Our study had some limitations. The small sample size may have resulted in a selection bias. Furthermore, the retrospective nature of the study limited the interpretation of the rate to TDRM. A large prospective study should be conducted to explore the frequency of TDRM in therapy-naïve patients in Southeast China.
Our study demonstrated that the frequency of TDRM was low in our HIV patient cohort. However, TDRM associated with INSTIs-treatment resistance, including E138K and E517Q were also detected in therapy- naïve HIV patients in Southeast China.
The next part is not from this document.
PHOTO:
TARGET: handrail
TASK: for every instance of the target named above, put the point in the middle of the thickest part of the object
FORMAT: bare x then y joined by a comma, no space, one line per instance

Thus, TDRM test should be conducted in untreated HIV patients in Southeast China before initiating ART.
This study was funded by grants from the Scientific Foundation of Fuzhou (grant no. 2019-SZ-43), the Key Clinical Specialty Discipline Construction Program of Fujian, P.R.C. and the Clinical Medicine Center Construction Program of Fuzhou, Fujian, P.R.C. (2018080306).
The authors declare that they have no competing interests.